The first effort on hearing of the departure of the hostile fleet will be, of course, to get our fleet out to sea, reinforced as much as practicable, by our reserve ships; and to get the coast-guard on their patrol stations.

As we should not know the destination of the enemy, we should either have to assume a destination and send our fleet to that place (leaving the other places undefended) or else send our fleet out to sea to some position from which it would despatch scouts in different directions to intercept the enemy, in order that our fleet might meet it and prevent its farther advance.
Of course, the latter procedure could not be carried out reasonably, unless we had a great enough number of trained scouts to make the interception of the enemy fleet probable; because otherwise the probabilities would be that an enemy having the battle cruisers and scouts that European navies have, would succeed in evading our fleet and landing a force upon our shores; and it could not be carried out reasonably either, if we knew that our fleet was markedly inferior to the coming fleet; because to send out our fleet to meet a much more powerful one in actual battle would be to commit national suicide by the most expeditious method.
In case the departure of the enemy fleet occurred in the stormy months of the winter, we might feel warranted in guessing that its immediate destination was the Caribbean; yet if our fleet were in the Caribbean at the time, and if our coast lacked shore defenses as at present, we might argue that the enemy would take the opportunity to make a direct descent upon our coast, seize a base--say on the eastern end of Long Island--and march directly on New York.

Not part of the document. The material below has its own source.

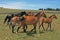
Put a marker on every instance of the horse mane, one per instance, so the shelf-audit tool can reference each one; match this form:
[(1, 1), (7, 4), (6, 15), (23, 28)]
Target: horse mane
[(37, 13)]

It would be very difficult to plan the development of a line of scouts in such a way that the scouts would intercept an attack directed at some unknown point between Boston and the West Indies, perhaps in the southern part of the West Indies--say Margarita Island.
In fact, it would be impossible; with the result that, unless we intercepted it by simple good luck, the enemy would succeed in landing a force on our eastern coast, or else in the seizing of a base in the West Indies or the southern part of the Caribbean Sea.
Either one of these acts, successfully performed by an enemy, would give him an advantage; that is, it would make his position relatively to ours better than it was before.

It would have the same effect, therefore, as winning a battle; in fact it would constitute the winning of a battle--not a physical battle but a strategic battle.
It may be objected that, unless we knew our fleet to be more powerful it would be wiser and more comfortable for all concerned to withdraw our ships to the shelter of their bases, and let the enemy do his worst--on the theory that he could not do anything else so ruinous to us as to sink our fleet.
There is of course considerable reasonableness in this point of view; and strategy declares the unwisdom of engaging in battles that are sure to be lost.

It must be remembered, however, that the coming fleet will operate at a considerable strategic disadvantage, owing to the necessity for guarding the "train" of auxiliary ships that will come with it, holding fuel and supplies of various kinds; that this handicap will offset a considerable advantage in offensive strength; and that the handicap will be still greater if the enemy fleet have near it a flotilla of transports carrying troops.